While our committee includes members who support the death penalty, and others who oppose it, we all agree that the risk of wrongful convictions is too high and that systemic reforms are urgently needed to try to make the system fairer and more accurate.

One of our recommendations is that states allow DNA and other biological evidence to be properly tested in any case and any time if the evidence might shed light on the guilt or innocence of the inmate, so that we can be as sure as possible that we are prosecuting the right person.

Our committee has not taken a position on a moratorium, but the Houston travesty requires us to join with the many prominent Texans who are now calling for a moratorium until the evidence in the Houston crime lab boxes is inventoried and, if appropriate, tested.

We are in good company. Houston Police Chief Harold Hurtt has noted,’I think it would be very prudent for us as a criminal justice system to delay further executions until we have had time to review the evidence.’ The dean of the Texas Senate, John Whitmire, who represents part of Houston and also chairs the Senate Criminal Justice Committee, joined in the chief’s call for a moratorium. In a letter to Gov. Rick Perry, Whitmire stated, ‘It’s just nuts, to sum it up, that we would not hold off on executions until we go through each and every piece of evidence.’

Former Gov. Mark White and Charles Terrell, a former chairman of the Texas Department of Criminal Justice, have also called on the governor to act, as have major Texas newspapers. Judge Tom Price of the Texas Court of Criminal Appeals has also recently joined the call for a moratorium.

Yet, within the last few weeks, five executions have gone forward involving death row inmates from Houston, with another scheduled for early December. District Attorney Chuck Rosenthal has resisted an independent review of the crime lab and has joined the trial judges in opposing a postponement of the executions, even just until a proper inventory and any appropriate testing of the evidence is done.

We cannot understand this position.
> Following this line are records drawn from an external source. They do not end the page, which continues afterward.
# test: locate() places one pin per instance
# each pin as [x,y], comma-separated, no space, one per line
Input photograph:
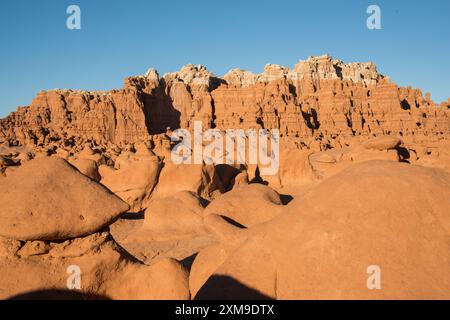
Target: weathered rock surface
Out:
[47,199]
[382,213]
[320,99]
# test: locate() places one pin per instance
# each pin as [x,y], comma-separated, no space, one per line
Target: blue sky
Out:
[122,38]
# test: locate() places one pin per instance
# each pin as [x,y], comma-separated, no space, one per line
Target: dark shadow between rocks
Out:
[57,294]
[227,288]
[188,261]
[285,198]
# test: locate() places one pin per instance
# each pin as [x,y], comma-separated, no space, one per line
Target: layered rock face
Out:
[320,99]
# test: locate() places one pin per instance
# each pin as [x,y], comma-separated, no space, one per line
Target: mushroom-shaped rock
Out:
[247,205]
[48,199]
[176,216]
[134,177]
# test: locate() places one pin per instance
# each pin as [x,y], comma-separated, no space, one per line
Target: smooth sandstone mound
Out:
[392,215]
[247,204]
[107,271]
[48,199]
[134,176]
[175,217]
[201,179]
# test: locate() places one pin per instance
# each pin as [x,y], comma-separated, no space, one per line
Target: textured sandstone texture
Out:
[322,101]
[393,215]
[86,179]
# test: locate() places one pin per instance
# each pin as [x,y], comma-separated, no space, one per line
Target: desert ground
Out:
[93,207]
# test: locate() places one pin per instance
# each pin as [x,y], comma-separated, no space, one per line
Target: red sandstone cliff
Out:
[319,99]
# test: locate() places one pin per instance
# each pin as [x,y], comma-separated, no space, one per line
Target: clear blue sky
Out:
[121,38]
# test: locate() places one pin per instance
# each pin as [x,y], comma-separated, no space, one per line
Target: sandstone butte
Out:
[86,179]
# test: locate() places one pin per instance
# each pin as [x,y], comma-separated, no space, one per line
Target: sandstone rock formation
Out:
[53,224]
[392,215]
[87,179]
[320,99]
[47,199]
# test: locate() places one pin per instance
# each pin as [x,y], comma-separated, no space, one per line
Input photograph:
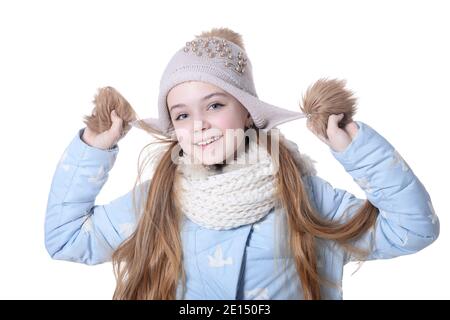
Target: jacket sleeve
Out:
[406,222]
[76,229]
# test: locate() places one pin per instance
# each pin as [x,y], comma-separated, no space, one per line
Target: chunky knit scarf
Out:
[239,193]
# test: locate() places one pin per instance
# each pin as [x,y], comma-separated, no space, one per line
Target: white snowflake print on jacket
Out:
[65,167]
[257,294]
[217,260]
[397,159]
[433,215]
[98,177]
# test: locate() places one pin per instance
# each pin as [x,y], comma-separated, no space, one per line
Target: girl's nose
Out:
[201,125]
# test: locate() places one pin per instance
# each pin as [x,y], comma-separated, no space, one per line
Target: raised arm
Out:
[406,222]
[76,229]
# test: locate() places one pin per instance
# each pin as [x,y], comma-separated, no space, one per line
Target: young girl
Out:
[211,223]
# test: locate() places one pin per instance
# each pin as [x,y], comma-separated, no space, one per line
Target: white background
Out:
[55,54]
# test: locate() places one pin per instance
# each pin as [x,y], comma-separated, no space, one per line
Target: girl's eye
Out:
[216,104]
[178,118]
[219,105]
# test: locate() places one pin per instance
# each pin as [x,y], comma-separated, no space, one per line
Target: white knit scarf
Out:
[241,193]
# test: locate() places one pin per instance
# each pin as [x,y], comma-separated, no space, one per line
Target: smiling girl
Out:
[233,209]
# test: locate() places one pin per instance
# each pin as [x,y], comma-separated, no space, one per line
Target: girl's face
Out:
[200,112]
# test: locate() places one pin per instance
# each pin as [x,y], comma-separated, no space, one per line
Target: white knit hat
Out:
[224,64]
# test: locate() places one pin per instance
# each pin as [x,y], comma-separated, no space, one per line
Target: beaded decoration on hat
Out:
[223,63]
[213,47]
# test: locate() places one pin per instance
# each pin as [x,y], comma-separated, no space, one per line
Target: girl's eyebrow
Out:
[202,99]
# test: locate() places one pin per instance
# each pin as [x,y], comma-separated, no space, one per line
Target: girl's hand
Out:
[107,139]
[338,138]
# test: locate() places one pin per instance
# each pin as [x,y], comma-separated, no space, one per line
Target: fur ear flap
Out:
[107,100]
[326,97]
[225,33]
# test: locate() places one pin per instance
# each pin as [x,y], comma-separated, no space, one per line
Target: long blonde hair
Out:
[149,264]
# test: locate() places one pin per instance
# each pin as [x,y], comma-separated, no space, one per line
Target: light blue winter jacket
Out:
[252,261]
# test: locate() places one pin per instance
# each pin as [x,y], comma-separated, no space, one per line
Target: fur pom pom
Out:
[326,97]
[225,33]
[107,100]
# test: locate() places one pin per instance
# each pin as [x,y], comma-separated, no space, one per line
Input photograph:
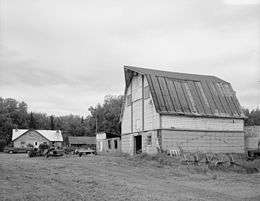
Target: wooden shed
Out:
[166,110]
[108,143]
[25,137]
[252,139]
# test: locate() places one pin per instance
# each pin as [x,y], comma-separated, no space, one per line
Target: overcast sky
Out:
[61,57]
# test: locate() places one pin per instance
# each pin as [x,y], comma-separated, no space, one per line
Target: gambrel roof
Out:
[189,94]
[51,135]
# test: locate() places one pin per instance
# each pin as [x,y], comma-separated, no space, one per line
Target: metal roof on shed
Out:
[189,94]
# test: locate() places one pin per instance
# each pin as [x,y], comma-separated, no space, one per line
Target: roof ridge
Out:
[152,71]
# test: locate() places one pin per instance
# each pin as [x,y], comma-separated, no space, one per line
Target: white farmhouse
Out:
[25,137]
[167,110]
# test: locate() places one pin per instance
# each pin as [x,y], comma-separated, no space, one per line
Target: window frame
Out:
[115,144]
[109,144]
[149,140]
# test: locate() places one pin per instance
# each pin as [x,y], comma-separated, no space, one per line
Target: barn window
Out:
[128,99]
[109,144]
[115,143]
[149,140]
[146,92]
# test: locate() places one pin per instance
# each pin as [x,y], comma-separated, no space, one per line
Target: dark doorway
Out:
[138,144]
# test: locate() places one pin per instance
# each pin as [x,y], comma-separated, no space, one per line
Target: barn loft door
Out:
[138,144]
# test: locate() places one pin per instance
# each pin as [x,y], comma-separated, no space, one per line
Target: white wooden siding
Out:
[193,141]
[126,118]
[150,149]
[198,123]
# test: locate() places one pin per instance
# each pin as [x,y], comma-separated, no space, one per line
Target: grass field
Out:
[117,178]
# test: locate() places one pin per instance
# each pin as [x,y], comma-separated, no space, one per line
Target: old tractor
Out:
[46,151]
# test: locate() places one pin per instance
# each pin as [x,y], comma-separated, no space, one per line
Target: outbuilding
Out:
[167,110]
[108,143]
[30,137]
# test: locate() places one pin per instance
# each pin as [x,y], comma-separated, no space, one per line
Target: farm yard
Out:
[118,178]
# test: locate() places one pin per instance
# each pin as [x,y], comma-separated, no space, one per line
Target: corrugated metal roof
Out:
[189,94]
[51,135]
[82,140]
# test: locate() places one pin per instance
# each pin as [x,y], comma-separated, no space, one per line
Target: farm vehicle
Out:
[46,151]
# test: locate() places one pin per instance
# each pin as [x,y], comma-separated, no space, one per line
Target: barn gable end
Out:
[169,109]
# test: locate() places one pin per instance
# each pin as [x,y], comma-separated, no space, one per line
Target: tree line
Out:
[103,117]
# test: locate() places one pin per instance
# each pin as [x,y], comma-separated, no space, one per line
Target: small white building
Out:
[25,137]
[108,143]
[166,110]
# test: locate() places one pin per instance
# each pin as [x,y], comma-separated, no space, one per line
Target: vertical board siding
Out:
[195,95]
[181,97]
[199,95]
[188,97]
[30,137]
[127,144]
[201,123]
[158,93]
[215,98]
[152,90]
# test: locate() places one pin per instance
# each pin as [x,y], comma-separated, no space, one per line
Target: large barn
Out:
[167,110]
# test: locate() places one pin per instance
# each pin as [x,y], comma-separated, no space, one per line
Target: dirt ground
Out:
[116,178]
If the evidence confirms the guilt of the person scheduled to be executed, the execution should go forward. But if the evidence exonerates the inmate, no Texan would want to see an execution.

Texans know that the crime lab problems are not just theoretical and are not limited to death row inmates. In 2003, Josiah Sutton was exonerated of a crime he did not commit after spending four years in prison. Earlier this month, George Rodriguez was released after spending more than 17 years in prison. He was convicted on the basis of faulty DNA analysis.

Since reintroduction of the death penalty, Texas has executed 336 men and women. Our state has been responsible for more than 35 percent of all the executions in America. Too many of these executions occurred despite of profound questions about the facts of these cases, including in some instances questions about whether the defendant was actually innocent.

The two safety valves that supposedly prevent our state from executing an innocent person have not worked as they should, and in some cases have failed entirely. The Court of Criminal Appeals, an elected and partisan body, has been criticized by the U.S. Supreme Court for not properly reviewing cases. A just released Texas Monthly article about the court is called ‘And Justice for Some.’ And — borrowing a phrase from the Texas oil fields — clemency in Texas is simply a dry hole, with critical facts either not presented to the governor or not meaningfully considered.

Many experts believe that the death penalty does not deter crime. Some of us are not sure one way or the other. But, we should not be deterred from exercising common sense. We have a runaway train with no one at the controls, and that is no way to run a railroad. We support a moratorium.